This page collects the questions that come up most often when a new group sits down to play Shadow Council for the first time. If your question isn't answered here, the full rules live on the How to Play page, and tactical questions are covered in the Strategy guide.
Four is the minimum, because two of those four are the Evil pair and a two-against-two game leaves almost no room for deduction. The game gets noticeably better from six players upward, and it scales comfortably to a dozen or more. The larger the group, the harder it is for the Evil pair to find each other without being noticed — which is exactly where the tension lives.
No. Shadow Council runs entirely in a phone's web browser. The host opens the site, taps Host, and shares a four-digit code. Everyone else opens the same site and joins with that code. There is no app store, no account, and no sign-up — players choose only a display name that lasts for the single game.
If you expect a long session — and Shadow Council is designed to run across a whole dinner — it helps. Adding the page to your home screen lets the game survive your phone locking or you switching to another app, which a normal browser tab sometimes won't. On iPhone, tap the Share icon in Safari and choose "Add to Home Screen." On Android, Chrome will offer an "Install" button on the start screen.
No, and this is the heart of the game. You are shown your own secret word and your partner's word, but not their identity. Your job is to work out which of the other players is holding that second word, purely by listening for it surfacing in conversation. Finding each other is half of winning.
Deliberately not. Once you tap past the role reveal, your word is gone from your screen for the rest of the game. This is a design choice, not a missing feature: players sit close enough to glimpse each other's phones, and a word sitting on screen mid-game would be a tell. You're meant to hold it in your head.
For the same reason. Every screen in Shadow Council looks visually identical regardless of role — no red for Evil, no green for Good. A neighbour catching a glimpse of your phone should learn nothing from the colours. It's a quiet but important part of keeping the game fair at a crowded table.

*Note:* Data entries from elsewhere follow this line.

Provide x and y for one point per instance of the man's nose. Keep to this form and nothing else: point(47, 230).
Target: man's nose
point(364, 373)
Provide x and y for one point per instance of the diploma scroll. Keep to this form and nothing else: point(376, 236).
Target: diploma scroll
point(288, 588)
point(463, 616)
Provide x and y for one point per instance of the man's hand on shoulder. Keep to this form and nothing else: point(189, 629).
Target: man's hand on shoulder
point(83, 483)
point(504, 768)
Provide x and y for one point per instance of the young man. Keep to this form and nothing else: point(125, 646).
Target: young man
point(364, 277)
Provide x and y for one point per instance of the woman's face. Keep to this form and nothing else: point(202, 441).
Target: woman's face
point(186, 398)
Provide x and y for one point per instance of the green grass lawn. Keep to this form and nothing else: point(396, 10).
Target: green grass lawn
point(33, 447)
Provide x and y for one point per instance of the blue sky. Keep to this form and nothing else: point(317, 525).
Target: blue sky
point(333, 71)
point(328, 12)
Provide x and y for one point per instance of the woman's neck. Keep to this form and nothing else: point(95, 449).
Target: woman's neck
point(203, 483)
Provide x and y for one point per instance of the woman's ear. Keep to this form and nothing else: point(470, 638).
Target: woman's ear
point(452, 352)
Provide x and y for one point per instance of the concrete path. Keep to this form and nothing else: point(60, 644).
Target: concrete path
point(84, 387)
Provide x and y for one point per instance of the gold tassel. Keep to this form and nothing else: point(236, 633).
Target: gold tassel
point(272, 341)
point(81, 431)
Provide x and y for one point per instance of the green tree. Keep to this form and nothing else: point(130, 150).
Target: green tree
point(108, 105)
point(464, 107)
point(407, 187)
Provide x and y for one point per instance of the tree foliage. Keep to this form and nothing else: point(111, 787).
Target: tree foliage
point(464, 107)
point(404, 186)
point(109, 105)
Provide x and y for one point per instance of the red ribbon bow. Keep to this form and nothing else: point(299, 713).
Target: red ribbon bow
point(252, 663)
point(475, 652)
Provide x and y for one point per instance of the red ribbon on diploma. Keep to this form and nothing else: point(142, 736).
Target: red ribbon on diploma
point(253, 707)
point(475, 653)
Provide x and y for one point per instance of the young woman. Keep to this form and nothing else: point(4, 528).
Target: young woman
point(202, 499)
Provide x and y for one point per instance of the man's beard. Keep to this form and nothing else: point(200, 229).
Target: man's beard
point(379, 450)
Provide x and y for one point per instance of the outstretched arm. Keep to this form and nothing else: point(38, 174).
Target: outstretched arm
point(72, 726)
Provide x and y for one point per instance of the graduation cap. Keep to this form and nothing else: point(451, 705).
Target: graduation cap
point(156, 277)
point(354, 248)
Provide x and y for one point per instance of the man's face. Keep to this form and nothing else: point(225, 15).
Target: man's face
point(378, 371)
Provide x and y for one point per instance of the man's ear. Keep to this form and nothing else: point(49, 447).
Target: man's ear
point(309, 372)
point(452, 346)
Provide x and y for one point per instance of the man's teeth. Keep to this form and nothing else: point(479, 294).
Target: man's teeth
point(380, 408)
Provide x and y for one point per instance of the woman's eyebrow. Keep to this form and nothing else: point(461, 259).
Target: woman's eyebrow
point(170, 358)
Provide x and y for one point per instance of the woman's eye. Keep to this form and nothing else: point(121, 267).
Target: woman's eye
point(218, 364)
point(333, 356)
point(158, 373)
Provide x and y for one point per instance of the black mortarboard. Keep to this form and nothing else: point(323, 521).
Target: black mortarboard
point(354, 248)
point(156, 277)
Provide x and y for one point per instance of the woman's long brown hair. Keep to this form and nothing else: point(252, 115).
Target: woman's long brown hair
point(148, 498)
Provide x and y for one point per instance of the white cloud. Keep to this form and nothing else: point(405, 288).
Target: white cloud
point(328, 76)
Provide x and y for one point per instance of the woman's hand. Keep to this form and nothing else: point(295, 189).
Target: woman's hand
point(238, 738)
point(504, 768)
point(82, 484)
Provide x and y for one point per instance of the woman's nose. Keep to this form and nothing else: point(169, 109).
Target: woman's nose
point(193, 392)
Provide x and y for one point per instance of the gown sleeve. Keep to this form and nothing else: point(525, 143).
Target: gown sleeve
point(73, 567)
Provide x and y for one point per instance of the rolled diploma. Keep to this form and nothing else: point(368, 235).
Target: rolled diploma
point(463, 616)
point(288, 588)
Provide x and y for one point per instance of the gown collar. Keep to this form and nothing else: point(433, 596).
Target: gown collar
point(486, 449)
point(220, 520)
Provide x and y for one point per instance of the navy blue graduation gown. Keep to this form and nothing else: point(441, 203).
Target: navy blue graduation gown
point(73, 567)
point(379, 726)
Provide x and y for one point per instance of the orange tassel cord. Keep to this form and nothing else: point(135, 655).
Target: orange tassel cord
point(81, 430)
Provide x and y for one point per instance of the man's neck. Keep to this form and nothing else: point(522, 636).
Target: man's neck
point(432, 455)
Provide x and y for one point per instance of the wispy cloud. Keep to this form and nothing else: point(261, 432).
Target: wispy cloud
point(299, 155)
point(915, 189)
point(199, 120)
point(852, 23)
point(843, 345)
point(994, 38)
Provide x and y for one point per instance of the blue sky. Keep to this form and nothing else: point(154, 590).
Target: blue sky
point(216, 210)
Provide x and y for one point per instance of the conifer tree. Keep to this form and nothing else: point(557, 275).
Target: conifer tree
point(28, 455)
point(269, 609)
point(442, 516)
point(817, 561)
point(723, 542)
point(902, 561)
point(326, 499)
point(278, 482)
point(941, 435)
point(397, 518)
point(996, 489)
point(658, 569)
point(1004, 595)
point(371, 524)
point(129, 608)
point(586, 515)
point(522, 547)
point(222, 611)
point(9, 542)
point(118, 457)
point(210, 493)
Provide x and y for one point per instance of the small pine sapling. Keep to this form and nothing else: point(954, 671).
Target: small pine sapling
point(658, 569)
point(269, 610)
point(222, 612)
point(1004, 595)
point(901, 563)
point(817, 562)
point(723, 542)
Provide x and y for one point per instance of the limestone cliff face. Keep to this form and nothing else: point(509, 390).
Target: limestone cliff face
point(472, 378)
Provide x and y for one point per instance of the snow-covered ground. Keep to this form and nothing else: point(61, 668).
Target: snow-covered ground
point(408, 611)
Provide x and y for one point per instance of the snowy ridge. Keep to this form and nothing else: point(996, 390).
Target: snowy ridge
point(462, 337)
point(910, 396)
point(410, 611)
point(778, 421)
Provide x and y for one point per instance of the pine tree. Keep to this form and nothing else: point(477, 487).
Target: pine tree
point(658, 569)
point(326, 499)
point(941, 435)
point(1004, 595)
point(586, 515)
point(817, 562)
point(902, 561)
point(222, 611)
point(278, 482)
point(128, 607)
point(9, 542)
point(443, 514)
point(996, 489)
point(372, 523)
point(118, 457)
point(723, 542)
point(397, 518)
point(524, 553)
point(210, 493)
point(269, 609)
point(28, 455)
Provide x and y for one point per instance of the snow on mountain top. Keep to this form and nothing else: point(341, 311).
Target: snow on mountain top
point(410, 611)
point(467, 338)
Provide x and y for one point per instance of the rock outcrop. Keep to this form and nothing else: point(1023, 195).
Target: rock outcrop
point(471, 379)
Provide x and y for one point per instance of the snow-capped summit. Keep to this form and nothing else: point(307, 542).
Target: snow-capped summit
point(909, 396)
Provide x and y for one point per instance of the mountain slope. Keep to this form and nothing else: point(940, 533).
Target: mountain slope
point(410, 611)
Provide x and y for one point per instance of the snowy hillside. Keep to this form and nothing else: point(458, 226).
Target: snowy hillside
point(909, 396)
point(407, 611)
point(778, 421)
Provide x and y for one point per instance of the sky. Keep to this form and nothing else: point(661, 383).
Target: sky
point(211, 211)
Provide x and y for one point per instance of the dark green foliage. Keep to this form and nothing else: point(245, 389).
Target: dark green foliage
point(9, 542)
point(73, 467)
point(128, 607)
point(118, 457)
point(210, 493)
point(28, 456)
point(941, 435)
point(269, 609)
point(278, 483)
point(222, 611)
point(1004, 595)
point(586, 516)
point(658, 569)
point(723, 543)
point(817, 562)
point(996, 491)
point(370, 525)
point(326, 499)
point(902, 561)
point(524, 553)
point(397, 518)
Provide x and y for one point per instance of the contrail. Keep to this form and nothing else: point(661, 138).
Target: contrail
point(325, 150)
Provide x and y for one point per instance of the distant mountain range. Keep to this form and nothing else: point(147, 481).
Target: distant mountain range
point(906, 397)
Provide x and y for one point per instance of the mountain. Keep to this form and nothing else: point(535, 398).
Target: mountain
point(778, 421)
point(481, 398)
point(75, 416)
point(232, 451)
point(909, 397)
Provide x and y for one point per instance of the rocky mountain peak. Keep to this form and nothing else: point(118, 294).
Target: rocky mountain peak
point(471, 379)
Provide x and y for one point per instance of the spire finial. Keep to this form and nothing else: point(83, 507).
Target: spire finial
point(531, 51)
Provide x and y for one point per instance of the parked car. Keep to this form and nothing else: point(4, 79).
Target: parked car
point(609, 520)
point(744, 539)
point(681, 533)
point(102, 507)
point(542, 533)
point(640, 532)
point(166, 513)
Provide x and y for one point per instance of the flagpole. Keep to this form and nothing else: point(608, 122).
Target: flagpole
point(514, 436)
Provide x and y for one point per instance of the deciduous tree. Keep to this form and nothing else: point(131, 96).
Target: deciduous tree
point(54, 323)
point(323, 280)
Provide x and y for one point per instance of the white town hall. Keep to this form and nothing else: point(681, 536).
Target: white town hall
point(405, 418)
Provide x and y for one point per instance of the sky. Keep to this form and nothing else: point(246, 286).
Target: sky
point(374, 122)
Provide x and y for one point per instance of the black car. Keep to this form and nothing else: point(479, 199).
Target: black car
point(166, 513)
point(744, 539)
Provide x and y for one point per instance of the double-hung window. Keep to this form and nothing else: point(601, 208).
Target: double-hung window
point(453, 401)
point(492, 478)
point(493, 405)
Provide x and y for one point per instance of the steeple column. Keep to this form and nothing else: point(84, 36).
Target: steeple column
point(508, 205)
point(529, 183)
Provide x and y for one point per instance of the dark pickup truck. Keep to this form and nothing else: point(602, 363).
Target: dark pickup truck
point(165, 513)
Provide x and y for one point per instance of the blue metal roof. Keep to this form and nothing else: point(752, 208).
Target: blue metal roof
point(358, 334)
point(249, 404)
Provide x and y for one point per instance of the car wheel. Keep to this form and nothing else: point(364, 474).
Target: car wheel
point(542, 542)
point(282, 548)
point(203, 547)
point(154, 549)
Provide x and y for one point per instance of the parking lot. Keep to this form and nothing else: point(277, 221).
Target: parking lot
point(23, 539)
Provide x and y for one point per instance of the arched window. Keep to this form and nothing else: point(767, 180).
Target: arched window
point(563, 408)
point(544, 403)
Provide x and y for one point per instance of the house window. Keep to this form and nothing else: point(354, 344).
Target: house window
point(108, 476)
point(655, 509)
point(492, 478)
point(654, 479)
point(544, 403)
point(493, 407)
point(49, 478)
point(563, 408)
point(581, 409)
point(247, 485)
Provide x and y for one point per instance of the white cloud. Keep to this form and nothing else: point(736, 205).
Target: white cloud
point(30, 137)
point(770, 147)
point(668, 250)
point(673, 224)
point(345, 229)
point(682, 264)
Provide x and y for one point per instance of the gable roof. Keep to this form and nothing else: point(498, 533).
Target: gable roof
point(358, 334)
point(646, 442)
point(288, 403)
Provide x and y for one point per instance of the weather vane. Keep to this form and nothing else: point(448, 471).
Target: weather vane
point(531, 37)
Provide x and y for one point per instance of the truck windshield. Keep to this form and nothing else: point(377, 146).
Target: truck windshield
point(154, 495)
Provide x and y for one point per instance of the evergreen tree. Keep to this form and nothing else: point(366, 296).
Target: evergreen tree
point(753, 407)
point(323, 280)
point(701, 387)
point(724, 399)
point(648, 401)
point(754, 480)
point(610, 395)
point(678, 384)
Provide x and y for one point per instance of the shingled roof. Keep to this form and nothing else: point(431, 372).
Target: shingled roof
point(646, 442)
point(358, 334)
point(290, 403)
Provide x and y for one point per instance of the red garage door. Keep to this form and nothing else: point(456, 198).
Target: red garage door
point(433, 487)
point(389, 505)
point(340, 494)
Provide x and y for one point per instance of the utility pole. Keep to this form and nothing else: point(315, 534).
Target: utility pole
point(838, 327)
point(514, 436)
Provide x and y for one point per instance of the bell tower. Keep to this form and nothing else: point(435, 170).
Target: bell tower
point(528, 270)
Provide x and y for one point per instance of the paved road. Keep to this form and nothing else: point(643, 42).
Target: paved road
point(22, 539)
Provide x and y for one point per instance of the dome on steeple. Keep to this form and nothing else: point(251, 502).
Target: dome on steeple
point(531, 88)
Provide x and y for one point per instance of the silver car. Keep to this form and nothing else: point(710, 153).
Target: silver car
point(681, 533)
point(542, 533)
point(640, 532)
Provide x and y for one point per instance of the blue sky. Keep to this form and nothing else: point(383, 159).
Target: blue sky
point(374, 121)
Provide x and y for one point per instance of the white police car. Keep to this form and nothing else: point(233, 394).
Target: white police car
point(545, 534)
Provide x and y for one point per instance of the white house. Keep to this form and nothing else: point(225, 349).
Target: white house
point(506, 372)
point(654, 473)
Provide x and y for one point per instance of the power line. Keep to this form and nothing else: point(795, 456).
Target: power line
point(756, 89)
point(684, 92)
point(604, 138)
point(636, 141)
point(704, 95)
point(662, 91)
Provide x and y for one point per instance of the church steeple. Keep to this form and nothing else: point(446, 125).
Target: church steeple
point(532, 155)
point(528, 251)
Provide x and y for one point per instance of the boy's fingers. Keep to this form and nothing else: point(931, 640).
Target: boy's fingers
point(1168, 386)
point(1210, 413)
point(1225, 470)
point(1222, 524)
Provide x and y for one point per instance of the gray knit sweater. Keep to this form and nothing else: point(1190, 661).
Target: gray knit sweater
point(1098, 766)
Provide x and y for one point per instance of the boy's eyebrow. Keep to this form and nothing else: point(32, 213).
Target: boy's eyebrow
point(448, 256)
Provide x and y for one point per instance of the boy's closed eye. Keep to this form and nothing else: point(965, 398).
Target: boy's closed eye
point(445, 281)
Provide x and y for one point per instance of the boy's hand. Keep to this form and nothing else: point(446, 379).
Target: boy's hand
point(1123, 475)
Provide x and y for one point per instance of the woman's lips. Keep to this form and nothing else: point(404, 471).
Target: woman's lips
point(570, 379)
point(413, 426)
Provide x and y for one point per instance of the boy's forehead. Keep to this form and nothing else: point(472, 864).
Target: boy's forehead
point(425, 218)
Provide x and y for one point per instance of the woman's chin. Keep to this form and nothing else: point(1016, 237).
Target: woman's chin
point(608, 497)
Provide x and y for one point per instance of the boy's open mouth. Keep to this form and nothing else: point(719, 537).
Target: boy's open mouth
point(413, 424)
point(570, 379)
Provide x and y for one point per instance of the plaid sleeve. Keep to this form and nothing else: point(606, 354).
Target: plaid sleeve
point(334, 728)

A tie does not eliminate everyone tied. At the start of each round a random player is named the Arbiter, shown openly to the whole table. If the vote ends level between two or more players, the Arbiter chooses which one of them goes. In the final round the Arbiter is drawn from the already-eliminated players, so neither of the last two decides their own fate. It's role-neutral, so holding the Arbiter never reveals whether you're Good or Evil.
In the final round, when only two players remain, everyone votes — including those already eliminated. Without this, a final two-player vote would be a meaningless one-against-one. Letting the whole table weigh in keeps the most important decision of the game in everyone's hands.
No, by design. The host decides when enough has been said and opens voting. Because the game is meant to sit alongside a real conversation, a countdown would force an artificial pace. The table sets the rhythm.
English and Swedish. The host picks one when creating the game, and it applies to every player in that game — both Evil players must always draw from the same list. The Swedish set leans toward everyday, conversational words, including some distinctly Swedish pairs, so non-native English speakers can slip their word into talk just as naturally.
It's avoided. Each language keeps a memory of recently used pairs and steers away from repeating them across consecutive games, so a session of several rounds stays fresh.
Almost always a phone went to sleep or a tab was backgrounded and briefly lost its connection. The game state lives in a shared database, so when the phone wakes the screen catches back up to where everyone else is. Adding the game to your home screen, as above, makes this far less likely during long sessions.
Only a display name, held for the duration of one game and tied to no account or identity. The full detail is in the Privacy Policy.